The most crucial thing I believe was missing from the Astroworld festival was a ‘Show Stop’ procedure. The act didn’t stop despite acknowledging that there were problems in the crowd. ‘Stop Show’ is a set of actions to be taken when things go wrong, as they will from time to time. It means turning down audio, except for a single mic for the crowd manager, stopping the light show, turning all lights to white and pointing them in the crowd, show clear messages on the video screens explaining what is going on. The crucial element is communication with the crowd. Keeping a crowd involved and informed will make them much more understanding and helpful. Just turning the music off without an explanation can easily turn into a riot. Many people still remember Chuggy standing on stage and yelling “hey you in the black t-shirt, stop running” and half the crowd would come to a grinding halt. Worked much more effectively than 20 security guards chasing people. And still does.

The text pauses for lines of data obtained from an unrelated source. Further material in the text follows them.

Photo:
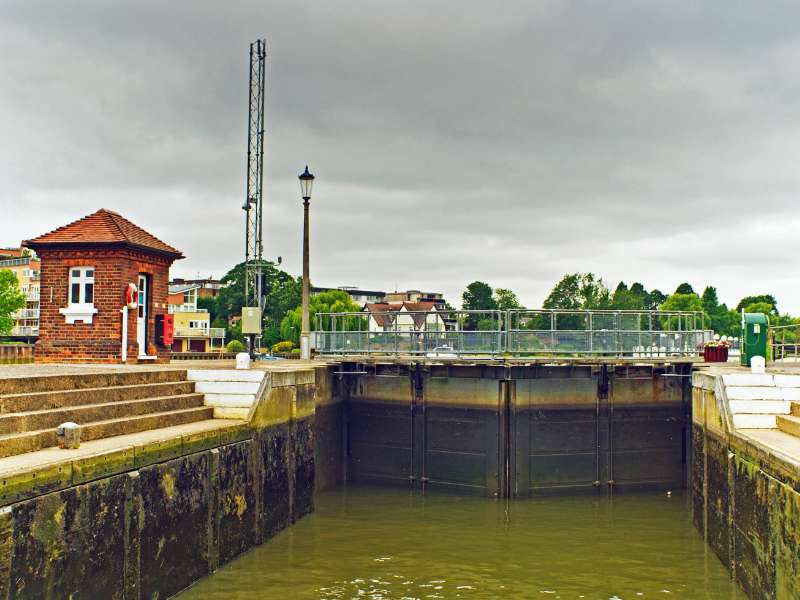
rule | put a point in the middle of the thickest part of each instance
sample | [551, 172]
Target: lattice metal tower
[254, 247]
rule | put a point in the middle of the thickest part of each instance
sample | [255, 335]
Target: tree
[506, 299]
[337, 301]
[710, 300]
[768, 298]
[655, 299]
[11, 300]
[283, 294]
[478, 296]
[762, 307]
[629, 299]
[579, 291]
[680, 303]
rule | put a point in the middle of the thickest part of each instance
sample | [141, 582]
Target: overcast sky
[508, 142]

One final thing about the Astroworld security maybe not being up to scratch, there are reports, supported by video, that earlier in the day people stormed the entrance area and metal detectors (it is Texas) and completely overwhelmed security and police at the gate. When things like that happen you know you have a much more hostile crowd than possibly expected and should respond accordingly. Not sure if anything happened.

For now, we mourn another eight young people who were going to have a great time at a concert and never came home. Let’s be respectful of that and make sure we don’t make the same mistakes on our watch.

Roderick has been a risk and safety manager for events, concerts and performing arts for nearly 20 years through his company Stage Safety p/l.  He has trained under Keith Still for his crowd management accreditation. Roderick also took part in the preparation of ANSI ES1.9-2020 and contributed to the AIDR Safe and Healthy Mass Gathering Guide.